Traite d’êtres humains : Une compagne de Guillaume Soro jugée en France

La 17e chambre du tribunal correctionnel de Nanterre (Hauts-de-Seine) en France juge aujourd’hui, lundi 8, une compagne du président de l’Assemblée nationale de Côte d’Ivoire, Guillaume Soro, pour esclavage.

Guillaume-Soro
La compagne du président de l’Assemblée nationale est poursuivie pour avoir employé deux gardes d’enfants d’origine burkinabé en région parisienne contre un salaire de misère (45 euros par mois). D’après les actes d’accusation, ces dernières ont été employées sous la contrainte.

Selon Me David Desgranges, l’avocat des deux nourrices, les faits incriminés se seraient déroulés entre 2007 et 2010, alors que le président de l’Assemblée nationale occupait le poste de Premier ministre sous la présidence de Laurent Gbagbo.

Il est à préciser qu’à l’époque des faits, ces dernières s’occupaient d’un enfant atteint d’hémophilie, né en février 2006, de l’union entre Guillaume Soro et ladite compagne.

Outre cette mission, les deux femmes devaient aussi tous les jours s’atteler à diverses autres activités jusque tard la nuit. Comme, se charger « de toutes les tâches ménagères, des courses, des repas.
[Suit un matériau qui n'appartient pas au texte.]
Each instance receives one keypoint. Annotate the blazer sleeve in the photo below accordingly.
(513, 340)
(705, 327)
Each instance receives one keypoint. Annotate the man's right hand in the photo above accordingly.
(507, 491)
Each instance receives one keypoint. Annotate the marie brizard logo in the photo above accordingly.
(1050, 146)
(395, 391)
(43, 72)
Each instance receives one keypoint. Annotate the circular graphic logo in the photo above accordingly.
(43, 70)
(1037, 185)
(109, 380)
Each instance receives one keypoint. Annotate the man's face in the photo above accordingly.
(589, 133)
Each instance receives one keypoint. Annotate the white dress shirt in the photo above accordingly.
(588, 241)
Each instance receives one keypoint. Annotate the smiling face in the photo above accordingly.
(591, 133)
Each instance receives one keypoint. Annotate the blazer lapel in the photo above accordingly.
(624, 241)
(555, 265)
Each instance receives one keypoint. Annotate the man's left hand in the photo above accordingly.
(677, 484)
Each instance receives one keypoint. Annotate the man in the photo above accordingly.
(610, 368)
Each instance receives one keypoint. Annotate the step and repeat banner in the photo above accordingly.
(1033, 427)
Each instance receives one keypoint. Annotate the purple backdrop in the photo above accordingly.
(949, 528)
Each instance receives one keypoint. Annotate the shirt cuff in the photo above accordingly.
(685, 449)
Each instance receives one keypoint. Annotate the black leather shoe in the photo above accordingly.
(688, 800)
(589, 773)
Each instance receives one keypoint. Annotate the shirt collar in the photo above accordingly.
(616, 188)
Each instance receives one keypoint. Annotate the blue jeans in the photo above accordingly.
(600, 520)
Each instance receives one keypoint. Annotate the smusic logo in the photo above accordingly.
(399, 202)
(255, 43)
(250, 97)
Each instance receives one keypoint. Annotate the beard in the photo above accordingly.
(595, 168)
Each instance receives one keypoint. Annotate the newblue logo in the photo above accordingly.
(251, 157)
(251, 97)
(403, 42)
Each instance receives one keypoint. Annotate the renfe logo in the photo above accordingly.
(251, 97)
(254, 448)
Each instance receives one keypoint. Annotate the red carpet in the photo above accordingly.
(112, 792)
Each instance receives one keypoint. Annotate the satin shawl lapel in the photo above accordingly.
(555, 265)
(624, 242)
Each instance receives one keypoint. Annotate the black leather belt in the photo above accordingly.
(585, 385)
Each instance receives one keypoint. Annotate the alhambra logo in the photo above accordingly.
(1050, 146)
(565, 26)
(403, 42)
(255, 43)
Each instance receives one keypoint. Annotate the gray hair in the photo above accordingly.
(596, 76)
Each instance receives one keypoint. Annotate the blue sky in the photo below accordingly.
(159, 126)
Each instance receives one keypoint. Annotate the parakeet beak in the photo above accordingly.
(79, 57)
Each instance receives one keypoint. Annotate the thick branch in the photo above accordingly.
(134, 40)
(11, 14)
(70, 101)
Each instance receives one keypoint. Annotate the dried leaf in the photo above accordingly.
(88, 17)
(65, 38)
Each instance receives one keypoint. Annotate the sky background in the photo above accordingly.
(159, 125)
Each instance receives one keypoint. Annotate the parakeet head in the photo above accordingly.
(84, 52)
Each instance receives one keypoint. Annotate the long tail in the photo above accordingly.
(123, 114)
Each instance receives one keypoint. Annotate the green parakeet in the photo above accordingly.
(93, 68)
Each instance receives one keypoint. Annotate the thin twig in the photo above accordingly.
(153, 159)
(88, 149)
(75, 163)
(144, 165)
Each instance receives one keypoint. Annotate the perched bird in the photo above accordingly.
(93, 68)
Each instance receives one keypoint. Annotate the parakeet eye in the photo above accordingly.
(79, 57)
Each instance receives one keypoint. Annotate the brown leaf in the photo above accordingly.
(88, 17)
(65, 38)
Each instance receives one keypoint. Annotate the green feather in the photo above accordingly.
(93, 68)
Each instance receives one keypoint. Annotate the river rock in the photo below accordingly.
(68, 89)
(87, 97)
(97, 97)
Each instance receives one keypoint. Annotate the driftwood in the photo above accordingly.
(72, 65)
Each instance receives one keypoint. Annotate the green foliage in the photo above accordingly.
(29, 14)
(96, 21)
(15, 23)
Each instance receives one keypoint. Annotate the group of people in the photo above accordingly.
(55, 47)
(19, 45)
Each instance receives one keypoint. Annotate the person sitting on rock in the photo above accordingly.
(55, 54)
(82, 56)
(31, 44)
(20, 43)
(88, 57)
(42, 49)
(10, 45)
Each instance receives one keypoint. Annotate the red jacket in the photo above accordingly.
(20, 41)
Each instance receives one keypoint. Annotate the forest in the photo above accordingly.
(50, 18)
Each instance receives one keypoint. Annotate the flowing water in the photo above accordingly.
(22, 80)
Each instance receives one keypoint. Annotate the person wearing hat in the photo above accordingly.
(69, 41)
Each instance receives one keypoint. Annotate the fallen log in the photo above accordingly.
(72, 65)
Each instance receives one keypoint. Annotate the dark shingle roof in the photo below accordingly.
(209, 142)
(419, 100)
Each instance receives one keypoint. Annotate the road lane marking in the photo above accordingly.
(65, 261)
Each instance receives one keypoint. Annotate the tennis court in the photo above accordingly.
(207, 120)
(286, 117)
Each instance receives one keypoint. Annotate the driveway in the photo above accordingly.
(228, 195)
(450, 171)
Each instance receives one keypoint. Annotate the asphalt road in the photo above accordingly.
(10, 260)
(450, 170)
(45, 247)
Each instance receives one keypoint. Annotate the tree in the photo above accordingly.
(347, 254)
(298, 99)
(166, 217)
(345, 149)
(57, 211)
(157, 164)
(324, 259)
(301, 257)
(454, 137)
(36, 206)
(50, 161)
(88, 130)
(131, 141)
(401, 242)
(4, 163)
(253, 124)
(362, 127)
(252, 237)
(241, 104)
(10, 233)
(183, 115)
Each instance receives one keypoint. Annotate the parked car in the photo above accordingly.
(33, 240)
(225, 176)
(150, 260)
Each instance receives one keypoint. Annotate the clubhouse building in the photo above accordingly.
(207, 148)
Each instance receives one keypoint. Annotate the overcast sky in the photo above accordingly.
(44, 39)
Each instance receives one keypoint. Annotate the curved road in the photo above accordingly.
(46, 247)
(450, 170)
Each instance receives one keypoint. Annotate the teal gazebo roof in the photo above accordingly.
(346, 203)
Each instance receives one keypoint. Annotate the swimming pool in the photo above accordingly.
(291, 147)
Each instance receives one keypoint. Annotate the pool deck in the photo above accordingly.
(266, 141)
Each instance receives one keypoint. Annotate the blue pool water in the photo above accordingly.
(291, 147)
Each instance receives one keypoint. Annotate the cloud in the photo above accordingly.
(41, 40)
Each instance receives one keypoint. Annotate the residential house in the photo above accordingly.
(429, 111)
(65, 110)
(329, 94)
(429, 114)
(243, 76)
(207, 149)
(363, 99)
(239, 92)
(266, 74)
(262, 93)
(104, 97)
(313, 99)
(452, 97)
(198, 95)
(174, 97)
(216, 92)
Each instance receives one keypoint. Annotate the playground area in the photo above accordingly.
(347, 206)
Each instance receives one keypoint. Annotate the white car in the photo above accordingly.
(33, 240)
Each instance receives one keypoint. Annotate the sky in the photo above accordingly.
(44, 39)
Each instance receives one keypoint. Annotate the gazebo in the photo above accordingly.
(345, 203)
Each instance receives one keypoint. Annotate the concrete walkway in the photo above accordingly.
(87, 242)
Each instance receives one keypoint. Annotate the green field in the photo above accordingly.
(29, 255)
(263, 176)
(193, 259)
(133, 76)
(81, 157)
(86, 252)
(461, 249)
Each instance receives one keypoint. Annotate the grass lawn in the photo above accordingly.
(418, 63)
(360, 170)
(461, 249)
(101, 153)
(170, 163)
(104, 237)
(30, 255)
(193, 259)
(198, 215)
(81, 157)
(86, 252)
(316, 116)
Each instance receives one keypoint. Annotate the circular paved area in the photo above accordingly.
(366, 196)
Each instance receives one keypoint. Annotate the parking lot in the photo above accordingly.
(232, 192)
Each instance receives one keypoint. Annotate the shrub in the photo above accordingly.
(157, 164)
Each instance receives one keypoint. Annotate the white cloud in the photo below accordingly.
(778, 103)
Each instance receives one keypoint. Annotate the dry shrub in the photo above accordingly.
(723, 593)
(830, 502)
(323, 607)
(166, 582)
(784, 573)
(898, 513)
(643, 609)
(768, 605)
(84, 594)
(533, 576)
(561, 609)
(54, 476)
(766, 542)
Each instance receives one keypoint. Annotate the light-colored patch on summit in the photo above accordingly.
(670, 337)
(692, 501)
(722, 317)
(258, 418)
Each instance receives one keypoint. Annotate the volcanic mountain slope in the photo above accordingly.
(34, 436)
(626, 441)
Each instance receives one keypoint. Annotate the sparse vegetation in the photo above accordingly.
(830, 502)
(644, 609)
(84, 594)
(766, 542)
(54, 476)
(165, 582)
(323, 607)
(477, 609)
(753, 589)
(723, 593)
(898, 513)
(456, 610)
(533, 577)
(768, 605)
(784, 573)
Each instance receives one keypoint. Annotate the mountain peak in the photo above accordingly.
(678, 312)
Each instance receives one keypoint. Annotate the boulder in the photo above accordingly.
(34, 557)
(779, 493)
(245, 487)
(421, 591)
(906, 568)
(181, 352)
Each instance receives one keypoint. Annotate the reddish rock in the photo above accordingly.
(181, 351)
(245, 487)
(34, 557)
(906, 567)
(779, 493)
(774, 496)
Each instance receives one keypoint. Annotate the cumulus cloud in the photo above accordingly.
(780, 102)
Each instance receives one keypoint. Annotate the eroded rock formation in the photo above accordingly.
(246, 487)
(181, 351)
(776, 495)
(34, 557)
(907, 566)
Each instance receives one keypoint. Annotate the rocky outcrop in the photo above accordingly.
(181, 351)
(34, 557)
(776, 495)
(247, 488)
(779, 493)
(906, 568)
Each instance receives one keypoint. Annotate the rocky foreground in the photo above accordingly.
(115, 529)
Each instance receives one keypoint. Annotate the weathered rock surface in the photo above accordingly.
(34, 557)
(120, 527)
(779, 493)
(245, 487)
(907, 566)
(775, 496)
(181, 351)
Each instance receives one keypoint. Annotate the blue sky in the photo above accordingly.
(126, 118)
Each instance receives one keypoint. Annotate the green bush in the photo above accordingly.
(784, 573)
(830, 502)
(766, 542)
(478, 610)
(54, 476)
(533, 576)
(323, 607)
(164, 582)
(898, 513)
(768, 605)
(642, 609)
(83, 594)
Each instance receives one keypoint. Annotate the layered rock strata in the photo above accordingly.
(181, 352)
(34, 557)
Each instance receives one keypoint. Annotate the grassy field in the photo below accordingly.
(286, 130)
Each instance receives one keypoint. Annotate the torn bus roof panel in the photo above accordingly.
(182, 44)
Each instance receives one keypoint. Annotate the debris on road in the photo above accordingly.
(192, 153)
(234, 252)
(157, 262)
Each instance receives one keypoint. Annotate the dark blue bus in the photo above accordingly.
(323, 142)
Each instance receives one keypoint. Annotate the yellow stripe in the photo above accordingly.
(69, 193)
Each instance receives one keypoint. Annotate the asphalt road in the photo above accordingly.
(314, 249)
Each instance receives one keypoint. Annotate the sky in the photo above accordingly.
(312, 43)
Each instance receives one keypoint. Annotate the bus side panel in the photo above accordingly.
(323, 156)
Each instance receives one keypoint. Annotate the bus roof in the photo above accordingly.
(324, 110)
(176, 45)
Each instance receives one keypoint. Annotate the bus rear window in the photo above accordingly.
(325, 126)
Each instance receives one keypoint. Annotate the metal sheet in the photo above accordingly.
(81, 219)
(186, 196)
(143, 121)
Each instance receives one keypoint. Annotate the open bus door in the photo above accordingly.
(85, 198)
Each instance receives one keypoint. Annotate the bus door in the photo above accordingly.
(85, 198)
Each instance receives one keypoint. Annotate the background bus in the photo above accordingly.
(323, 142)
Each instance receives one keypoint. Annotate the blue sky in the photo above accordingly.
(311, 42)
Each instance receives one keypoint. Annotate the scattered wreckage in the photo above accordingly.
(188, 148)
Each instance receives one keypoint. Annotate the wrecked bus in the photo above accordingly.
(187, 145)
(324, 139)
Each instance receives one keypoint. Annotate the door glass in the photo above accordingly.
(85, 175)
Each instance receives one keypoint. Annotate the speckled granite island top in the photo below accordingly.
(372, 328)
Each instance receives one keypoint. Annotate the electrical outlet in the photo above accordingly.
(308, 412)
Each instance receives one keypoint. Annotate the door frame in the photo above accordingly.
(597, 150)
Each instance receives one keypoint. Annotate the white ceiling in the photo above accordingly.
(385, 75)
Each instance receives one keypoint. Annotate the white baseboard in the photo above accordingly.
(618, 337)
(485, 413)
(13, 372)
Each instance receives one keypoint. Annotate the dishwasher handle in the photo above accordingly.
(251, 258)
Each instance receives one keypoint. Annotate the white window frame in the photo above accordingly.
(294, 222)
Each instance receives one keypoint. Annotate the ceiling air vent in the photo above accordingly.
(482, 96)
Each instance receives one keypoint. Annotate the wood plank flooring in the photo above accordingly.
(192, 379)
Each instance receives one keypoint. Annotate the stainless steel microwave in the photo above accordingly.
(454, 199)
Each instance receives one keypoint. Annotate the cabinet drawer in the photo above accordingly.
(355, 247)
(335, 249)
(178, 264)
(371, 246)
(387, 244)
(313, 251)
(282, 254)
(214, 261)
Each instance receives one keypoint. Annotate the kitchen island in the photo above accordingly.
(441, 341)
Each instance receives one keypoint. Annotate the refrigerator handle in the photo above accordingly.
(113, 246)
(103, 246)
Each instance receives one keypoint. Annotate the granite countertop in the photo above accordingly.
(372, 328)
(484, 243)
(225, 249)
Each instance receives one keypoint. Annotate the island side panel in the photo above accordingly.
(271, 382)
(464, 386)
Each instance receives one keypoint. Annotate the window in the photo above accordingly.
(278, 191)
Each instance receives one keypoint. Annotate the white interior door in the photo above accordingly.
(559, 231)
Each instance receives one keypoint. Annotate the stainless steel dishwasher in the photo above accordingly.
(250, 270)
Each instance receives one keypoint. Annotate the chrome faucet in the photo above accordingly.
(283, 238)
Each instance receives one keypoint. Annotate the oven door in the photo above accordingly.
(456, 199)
Malgré des journées de travail considérables, elles n’étaient rémunérées qu’à hauteur de 45 euros par mois, ne pouvaient pas sortir librement, n’avaient aucun jour de repos et ne mangeaient que du riz ou les restes », rapportent plusieurs médias français.

Placées dans une situation de dépendance matérielle totale à l’égard de leur employeur et leurs papiers d’identité confisqués, ces nourrices auraient également subi toutes sortes d’humiliations et « des pressions constantes », ajoute leur avocat.

Si les faits incriminés étaient confirmés, la compagne de Guillaume Soro, dont l’identité n’a pas encore été révélée, risque 7 ans de prison et 150.000 euros d’amende.

De leur côté, les deux nourrices ont réclamé respectivement 2.000 et 10.000 euros au titre du préjudice qu’elles ont subi.